Centre for Research into Ecological and Environmental Modelling, University of St Andrews SMRU Consulting National Marine Mammal Foundation 13th May 2021

The project (based on the Applicant’s Preferred Alternative [APA]) will not only prevent the recovery of the BBES [Barataria Bay Estuarine System]Stock, but it will result in the functional extinction of dolphins in the West, Central, and Southeast strata of the stock area. The only dolphins remaining in the basin would live adjacent to the barrier islands, and even this group will become severely reduced over the 50-year planning horizon of the MBSD project.

Professor Len Thomas, University of St.
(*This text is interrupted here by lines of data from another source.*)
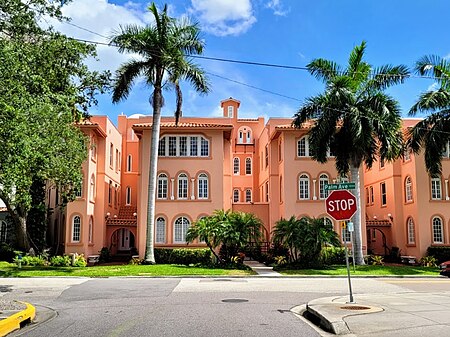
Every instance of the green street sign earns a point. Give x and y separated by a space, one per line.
340 186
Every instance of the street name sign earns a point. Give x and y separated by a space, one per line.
340 186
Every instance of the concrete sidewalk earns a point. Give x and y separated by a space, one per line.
396 314
261 269
13 314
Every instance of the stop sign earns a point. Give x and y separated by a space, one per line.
341 205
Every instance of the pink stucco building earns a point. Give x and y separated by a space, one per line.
242 164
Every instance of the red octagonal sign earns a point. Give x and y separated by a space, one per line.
341 205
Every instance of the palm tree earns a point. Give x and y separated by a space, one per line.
433 132
162 49
354 118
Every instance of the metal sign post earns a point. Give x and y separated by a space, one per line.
351 229
344 225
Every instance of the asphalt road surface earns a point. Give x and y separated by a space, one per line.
116 307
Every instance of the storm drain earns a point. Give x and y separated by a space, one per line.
355 307
234 300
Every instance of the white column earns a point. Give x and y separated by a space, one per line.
192 189
446 190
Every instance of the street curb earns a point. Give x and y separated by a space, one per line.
16 320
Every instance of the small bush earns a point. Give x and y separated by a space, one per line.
60 261
441 254
185 256
428 261
333 255
6 252
32 261
105 254
376 260
79 261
Andrews Center for Research into Ecological and Environmental Modeling

All the damage mitigation efforts in the world won’t replace the decimated marine resources, commercial fisheries and coastal communities that will result from this diversion project.

Chalin Delaune Louisiana Seafood Promotion & Marketing Board, Chairman

All of us in the fisheries industry knew this all along, the CPRA has always downplayed the effect on fisheries.

George Ricks President of the Save Louisiana Coalition

The wetland expected to be built by the MBSD is only 5% of the land lost since the 1930s and is not essential for the restoration of the coastal zone.

John Dale "Zach" Lea, Ph.D. Agricultural Economist

With wise management--management that plans for the expansion of our renewable-resource-based industries (like oysters, shrimp, crab, finfsh, etc.), we can combine coastal restoration and protection with the restoration of Louisiana’s Renewable Paradise.

John Dale "Zach" Lea, Ph.D. Agricultural Economist

Fast Facts

60%

Over 60% of the seafood harvested in the Gulf of Mexico comes from the Louisiana estuary.

$2.4

Louisiana’s commercial fisheries produce and sell $2.4 billion of seafood annually.

60-70%

Marine Mammal Institute have estimated a potential 60-70% mortality rate for bottlenose dolphin.

Louisiana produces ⅓ of all Seafood consumed in the United States, making Louisiana the second largest producer of seafood in the country.

NOAA models indicate that the diversion will create a near 6,000 square mile dead zone.
Much of our marine life will die and our vital commercial fisheries will die with it.